Success measurement--email boxes reduced by 19%, may go to another 5% lower.
Mid-Size Firm
Fernando Monteleone ("Monty") works for Robinson & Cole.
Moved from DocsOpen in an April to September timeframe. They have a retention policy, all inbound messages filed or deleted within 60 days.
They chose to disallow flat filing (everything in a workspace). Send / Received dates are preserved in filing. The author in the DMS is that of the email author, not the filer. They created personal workspaces automatically.
Tried to keep folder design simple, about eight categories for litigation and another eight for business matters.
Their customization included a tool to reclassify matters, and run integrity checks. A utility created a project workspace with members listed and documents.
They went live over Labor Day Weekend, got to 8.5 by February. Filing 2500-5000 emails a day, half a million since the beginning of the year. Association of an email folder with a workspace in iManage was the largest method of filing.
Foley & Lardner
Dana Moore is the "Records & Information Compliance Manager."
Email became a risk management issue. Exchange servers were bursting at the seams. Under their RM policy, the electronic version of the email is the official version. They realized email needed to be part of the matter. It allowed document holds, litigation discovery, and file transfers to go smoothly.
They set up an ERM Validation Committee and a pilot group. 10% of the attorneys wanted to participate. They set up a communication plan from the top down. They were moving operations offsite.
They created an "Email Archive Repository." It's a DMS repository that only a few have access to. [Not great from a KM perspective].
F & L had a long implementation period. First communications in June 2007 were around "how much email can you delete?" Did lots of deleting for $50 gift cards.
Email really locked down--old email had to be retrieved through records managers, who kept it out of Outlook.
Filing is now a requirement--all in Inbox or Sent over 180 days deleted. The Delete box is on a seven day aged, with a 2 GB size limit. They do not delete from sub-folders.

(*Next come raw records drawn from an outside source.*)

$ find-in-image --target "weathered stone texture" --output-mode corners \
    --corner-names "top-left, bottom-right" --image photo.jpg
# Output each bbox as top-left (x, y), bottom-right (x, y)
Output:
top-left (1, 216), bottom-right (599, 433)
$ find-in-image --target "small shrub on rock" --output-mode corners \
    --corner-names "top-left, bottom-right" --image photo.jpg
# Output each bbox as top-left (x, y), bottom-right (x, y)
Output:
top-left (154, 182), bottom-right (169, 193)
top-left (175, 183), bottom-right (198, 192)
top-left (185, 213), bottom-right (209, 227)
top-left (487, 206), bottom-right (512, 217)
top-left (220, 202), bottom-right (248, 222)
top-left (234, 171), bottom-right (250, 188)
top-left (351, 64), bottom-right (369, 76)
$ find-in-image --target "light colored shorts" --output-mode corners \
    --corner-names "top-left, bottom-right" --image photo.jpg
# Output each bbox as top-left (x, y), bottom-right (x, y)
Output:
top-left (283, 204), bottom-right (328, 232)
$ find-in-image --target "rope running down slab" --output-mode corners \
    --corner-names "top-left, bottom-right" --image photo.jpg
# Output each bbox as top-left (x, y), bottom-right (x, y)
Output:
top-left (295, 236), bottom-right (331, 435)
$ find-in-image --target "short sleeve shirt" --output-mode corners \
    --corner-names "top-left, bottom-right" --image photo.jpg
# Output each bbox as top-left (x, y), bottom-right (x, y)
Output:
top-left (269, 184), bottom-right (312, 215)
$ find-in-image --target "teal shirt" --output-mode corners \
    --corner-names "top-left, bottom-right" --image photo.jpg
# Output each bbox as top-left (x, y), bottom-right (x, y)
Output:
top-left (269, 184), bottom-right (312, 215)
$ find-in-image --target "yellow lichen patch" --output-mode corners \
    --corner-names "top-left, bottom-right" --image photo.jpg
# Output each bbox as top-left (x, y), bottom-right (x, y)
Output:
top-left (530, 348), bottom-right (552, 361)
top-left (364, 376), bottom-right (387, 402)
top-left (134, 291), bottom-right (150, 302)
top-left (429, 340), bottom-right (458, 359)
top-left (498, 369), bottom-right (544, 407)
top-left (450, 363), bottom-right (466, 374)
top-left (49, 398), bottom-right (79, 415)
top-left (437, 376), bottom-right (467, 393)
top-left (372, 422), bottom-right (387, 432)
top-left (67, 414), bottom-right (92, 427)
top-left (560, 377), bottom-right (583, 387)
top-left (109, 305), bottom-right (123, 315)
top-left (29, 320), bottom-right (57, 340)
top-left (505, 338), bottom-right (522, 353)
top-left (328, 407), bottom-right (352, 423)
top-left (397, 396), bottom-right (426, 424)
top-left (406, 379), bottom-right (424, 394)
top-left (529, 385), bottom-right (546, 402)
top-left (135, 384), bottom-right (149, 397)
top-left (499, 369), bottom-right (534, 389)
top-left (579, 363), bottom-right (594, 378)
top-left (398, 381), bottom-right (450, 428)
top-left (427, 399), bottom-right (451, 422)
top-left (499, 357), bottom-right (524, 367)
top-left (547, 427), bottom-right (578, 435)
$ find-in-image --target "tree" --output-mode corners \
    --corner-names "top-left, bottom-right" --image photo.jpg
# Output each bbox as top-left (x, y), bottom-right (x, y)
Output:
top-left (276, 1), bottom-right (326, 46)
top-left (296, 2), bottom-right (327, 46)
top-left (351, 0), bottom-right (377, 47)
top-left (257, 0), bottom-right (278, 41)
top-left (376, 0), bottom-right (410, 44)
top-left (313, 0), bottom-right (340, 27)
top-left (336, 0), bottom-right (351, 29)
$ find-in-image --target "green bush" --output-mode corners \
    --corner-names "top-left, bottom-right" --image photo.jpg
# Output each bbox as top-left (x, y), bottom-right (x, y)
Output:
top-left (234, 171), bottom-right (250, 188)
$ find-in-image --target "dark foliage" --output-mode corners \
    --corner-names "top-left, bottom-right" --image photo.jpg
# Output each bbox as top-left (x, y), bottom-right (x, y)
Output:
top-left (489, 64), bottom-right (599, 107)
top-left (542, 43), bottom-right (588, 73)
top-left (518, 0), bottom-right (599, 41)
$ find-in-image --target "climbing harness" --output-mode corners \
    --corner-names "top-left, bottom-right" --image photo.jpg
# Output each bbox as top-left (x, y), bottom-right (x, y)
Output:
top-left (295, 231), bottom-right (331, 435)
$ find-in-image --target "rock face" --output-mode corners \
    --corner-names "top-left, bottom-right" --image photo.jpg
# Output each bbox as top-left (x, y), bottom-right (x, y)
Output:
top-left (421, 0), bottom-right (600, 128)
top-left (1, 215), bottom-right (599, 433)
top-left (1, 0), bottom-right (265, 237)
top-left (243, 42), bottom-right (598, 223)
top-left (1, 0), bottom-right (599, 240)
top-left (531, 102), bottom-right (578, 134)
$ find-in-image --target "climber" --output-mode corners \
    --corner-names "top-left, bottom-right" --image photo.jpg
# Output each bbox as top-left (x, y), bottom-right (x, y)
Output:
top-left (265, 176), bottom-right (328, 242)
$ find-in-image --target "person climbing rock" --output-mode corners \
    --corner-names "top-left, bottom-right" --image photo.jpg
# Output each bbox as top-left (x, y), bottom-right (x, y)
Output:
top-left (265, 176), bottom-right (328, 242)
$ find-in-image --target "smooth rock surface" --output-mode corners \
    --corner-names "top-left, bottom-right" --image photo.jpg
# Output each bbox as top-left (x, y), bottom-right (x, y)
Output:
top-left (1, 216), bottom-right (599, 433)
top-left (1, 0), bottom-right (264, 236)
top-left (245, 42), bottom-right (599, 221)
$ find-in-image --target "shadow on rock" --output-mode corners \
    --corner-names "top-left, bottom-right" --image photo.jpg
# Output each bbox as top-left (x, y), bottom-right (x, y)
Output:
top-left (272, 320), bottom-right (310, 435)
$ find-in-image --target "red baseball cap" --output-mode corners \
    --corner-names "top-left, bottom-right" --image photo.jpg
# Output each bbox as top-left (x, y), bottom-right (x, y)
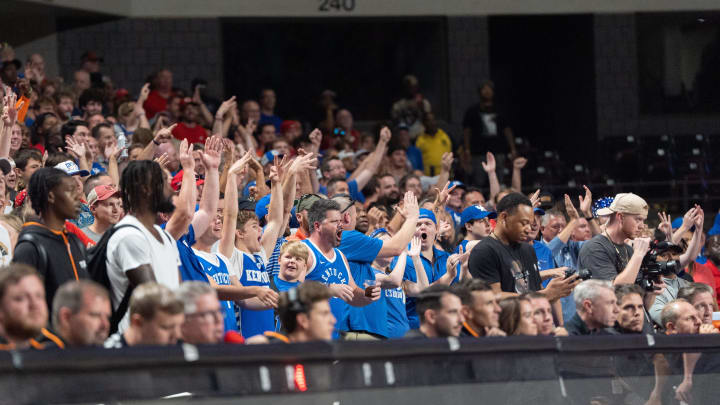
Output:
top-left (87, 185), bottom-right (120, 207)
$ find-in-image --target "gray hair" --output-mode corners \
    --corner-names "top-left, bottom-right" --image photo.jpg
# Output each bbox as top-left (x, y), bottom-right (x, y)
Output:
top-left (52, 280), bottom-right (109, 329)
top-left (176, 281), bottom-right (217, 314)
top-left (540, 209), bottom-right (565, 227)
top-left (660, 299), bottom-right (691, 329)
top-left (678, 283), bottom-right (714, 304)
top-left (573, 279), bottom-right (613, 312)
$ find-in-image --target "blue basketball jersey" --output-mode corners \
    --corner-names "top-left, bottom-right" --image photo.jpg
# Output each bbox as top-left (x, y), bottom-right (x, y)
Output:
top-left (302, 239), bottom-right (351, 339)
top-left (273, 275), bottom-right (301, 332)
top-left (193, 249), bottom-right (237, 333)
top-left (237, 250), bottom-right (274, 338)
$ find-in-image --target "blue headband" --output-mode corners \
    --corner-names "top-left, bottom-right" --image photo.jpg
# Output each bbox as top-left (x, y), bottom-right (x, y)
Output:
top-left (418, 208), bottom-right (437, 225)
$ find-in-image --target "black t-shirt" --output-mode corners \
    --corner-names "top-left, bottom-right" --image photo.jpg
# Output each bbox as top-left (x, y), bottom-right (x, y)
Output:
top-left (468, 237), bottom-right (542, 293)
top-left (462, 103), bottom-right (510, 155)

There was a lot of bulk filing without classification, into their general personal numbers. It was still refindable even through others couldn't. People didn't follow folder naming conventions. There was some refusal and denial. Training was not required. She thinks mandatory training may not be impossible.
Have filed 27 million emails since 2007. All servers are centralized. Filing is a way of life for most.
Questions:
Some attorneys at Maritta's firm who can barely work with Word file email. Such attorneys had another set up the email filing links.
At Foley, going to the 180 day rule really helped adoption. The most appreciation is coming from the professional responsibility partners and the people looking for email as a result of litigation involving the firm.
They all analyzed how everyone managed their emails and adopted email filing to that behavior. They had to understand how many attorneys worked remotely.
2 comments:
I am quite impressed with the 27 million number from Foley. Although it is also a bit scary considering we are considering implementing some similar types of rules. Time to get ready for the document/email influx.
My thought on her presentation was, "this is what would happen if a really tough records manager took over email management." Effective in its way. Political cost might be high; it might be necessary to have a centralized office and heirarchical culture that can accept such changes.